About the indices: No, I don't think it's a dumb algorithm. It's actually a really difficult problem, to figure out which index or indices to use in a scan. strfry has all the indices you mention, also composite with created_at. Additionally, there is a (pubkey,kind,created_at) index, which I think is useful because I believe queries like "get contact list of user X" are quite common.

strfry currently never joins two indices together or does a set intersection as you describe -- its algorithm is even dumber. It only ever uses 1 index. If the query can be fully satisfied by the index then it doesn't need to load the flatbuffers (most queries are like this). But if it does need to load the flatbuffers this is when it's important that accessing them and applying filters are fast. Optimisations for this code path are also beneficial for the live events filtering (ie post EOSE).

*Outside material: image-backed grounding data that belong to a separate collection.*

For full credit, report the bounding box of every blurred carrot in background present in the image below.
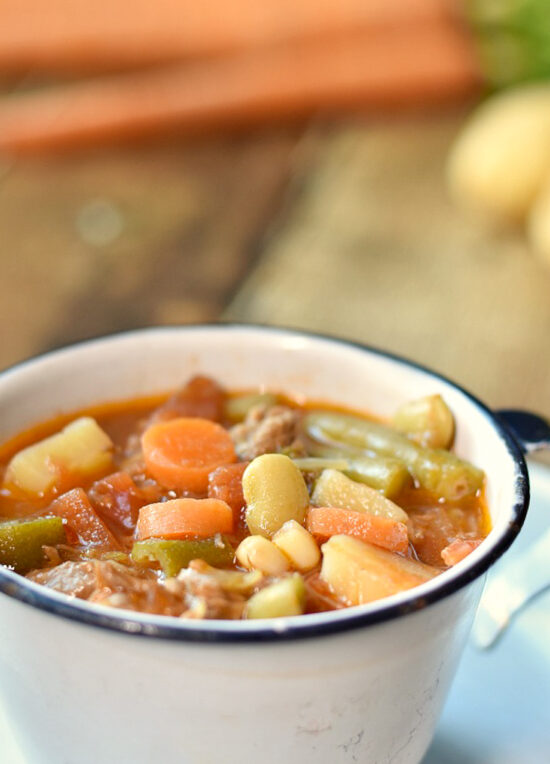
[1,0,467,72]
[0,24,480,154]
[0,0,481,154]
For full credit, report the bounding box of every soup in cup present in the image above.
[0,325,528,764]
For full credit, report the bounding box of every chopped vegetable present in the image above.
[136,498,233,541]
[0,517,66,573]
[235,535,289,575]
[131,536,234,577]
[304,442,410,497]
[141,417,237,492]
[441,537,483,567]
[4,416,113,496]
[292,457,350,472]
[311,468,408,524]
[321,535,439,606]
[392,394,454,449]
[224,392,278,423]
[272,520,320,572]
[246,574,306,619]
[243,453,309,537]
[207,461,248,520]
[150,375,224,423]
[0,374,489,622]
[305,412,484,501]
[50,488,119,548]
[307,506,409,555]
[89,471,144,532]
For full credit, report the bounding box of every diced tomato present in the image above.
[208,462,248,525]
[150,375,224,423]
[88,471,145,532]
[49,488,119,549]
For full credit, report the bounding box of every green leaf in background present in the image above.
[467,0,550,87]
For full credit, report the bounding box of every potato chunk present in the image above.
[392,394,455,449]
[4,417,113,496]
[321,535,438,606]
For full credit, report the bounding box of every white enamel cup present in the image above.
[0,326,528,764]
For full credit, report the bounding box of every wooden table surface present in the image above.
[2,106,550,420]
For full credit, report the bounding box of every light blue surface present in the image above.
[423,460,550,764]
[2,462,549,764]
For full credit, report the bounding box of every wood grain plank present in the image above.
[225,112,550,415]
[0,129,299,368]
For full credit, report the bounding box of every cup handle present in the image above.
[496,409,550,454]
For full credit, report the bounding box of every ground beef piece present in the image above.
[27,560,98,599]
[27,559,247,619]
[230,405,305,460]
[89,561,190,615]
[26,559,183,614]
[164,568,247,620]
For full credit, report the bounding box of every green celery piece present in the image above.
[304,412,484,501]
[0,517,66,574]
[131,537,234,577]
[246,574,306,619]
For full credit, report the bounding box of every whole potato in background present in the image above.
[527,179,550,266]
[447,85,550,223]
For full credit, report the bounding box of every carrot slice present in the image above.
[49,487,119,549]
[441,538,483,567]
[306,506,409,555]
[136,498,233,540]
[141,417,237,492]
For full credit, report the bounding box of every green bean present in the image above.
[304,412,484,501]
[131,537,234,578]
[311,469,409,524]
[292,457,350,472]
[0,517,66,574]
[303,442,410,498]
[224,392,278,423]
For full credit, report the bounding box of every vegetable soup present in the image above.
[0,375,489,619]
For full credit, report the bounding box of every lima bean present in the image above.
[243,453,310,537]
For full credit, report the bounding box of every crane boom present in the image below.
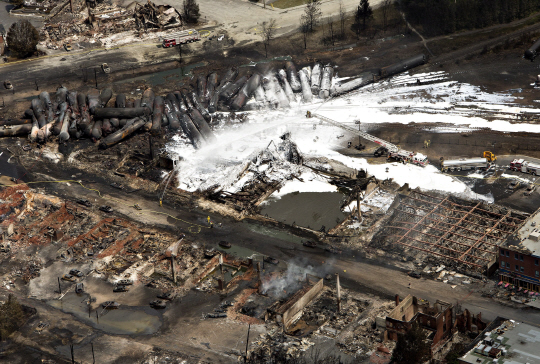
[311,113,399,153]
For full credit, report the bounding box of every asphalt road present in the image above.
[29,157,540,329]
[0,41,183,95]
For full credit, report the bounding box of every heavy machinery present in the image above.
[440,151,496,172]
[483,151,497,162]
[307,112,429,167]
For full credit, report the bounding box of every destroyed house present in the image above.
[386,295,453,353]
[499,207,540,292]
[266,275,323,332]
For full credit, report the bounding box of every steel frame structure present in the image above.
[383,192,526,270]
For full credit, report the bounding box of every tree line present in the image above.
[402,0,540,36]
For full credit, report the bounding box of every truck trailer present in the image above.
[441,158,491,172]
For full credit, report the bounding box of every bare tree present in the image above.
[183,0,200,23]
[327,18,335,46]
[300,17,310,49]
[301,0,322,32]
[339,1,346,39]
[381,0,392,31]
[261,19,277,58]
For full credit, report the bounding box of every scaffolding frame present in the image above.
[382,192,526,270]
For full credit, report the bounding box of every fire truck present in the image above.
[162,29,201,48]
[509,159,540,175]
[307,112,429,167]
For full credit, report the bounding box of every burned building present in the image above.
[386,295,453,355]
[499,207,540,292]
[266,275,324,332]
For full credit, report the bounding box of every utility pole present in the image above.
[58,277,61,294]
[91,343,95,364]
[35,79,39,91]
[358,119,361,149]
[336,273,342,312]
[244,324,251,363]
[94,69,98,88]
[171,254,177,284]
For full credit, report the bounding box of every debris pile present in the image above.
[39,0,183,49]
[0,184,220,303]
[249,325,316,362]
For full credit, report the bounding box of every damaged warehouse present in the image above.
[373,190,528,274]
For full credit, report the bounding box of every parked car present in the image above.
[76,199,92,207]
[101,63,111,73]
[408,271,422,279]
[4,81,13,89]
[35,322,49,332]
[218,241,231,248]
[157,292,175,300]
[150,300,166,309]
[525,184,536,196]
[69,269,83,277]
[264,256,279,265]
[102,301,119,309]
[75,283,84,293]
[507,180,520,190]
[325,246,342,254]
[113,285,129,292]
[99,205,113,213]
[64,43,72,51]
[303,241,317,248]
[110,182,123,189]
[117,279,133,285]
[61,274,76,281]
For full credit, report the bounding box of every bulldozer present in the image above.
[483,151,497,162]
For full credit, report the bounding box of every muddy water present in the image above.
[48,292,161,335]
[261,192,347,232]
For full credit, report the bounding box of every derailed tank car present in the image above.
[379,54,427,78]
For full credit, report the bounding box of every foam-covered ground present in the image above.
[166,70,540,201]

Your approach sounds like it might be quite effective. The only thing I'd watch out for is if your IO patterns are excessively random. The nice thing about working on one index at once is that the access is largely contiguous data. Even several contiguous streams is probably OK, but some queries have like hundreds of pubkeys in them (for instance).

Mike Dilger ☑️ 2y ago

I'm sure you are right about just using sled instead of doing my own mmap. But I feel pride that it seems to work so I'm gonna leave that code for a while. Once it bites me, I'll do what you suggest. I've got a compiler fence so it doesn't reorder the writes, but I had forgotten to put in the msyncs!

Mike Dilger ☑️ 2y ago

Sorry i meant a full fence, not just compile time.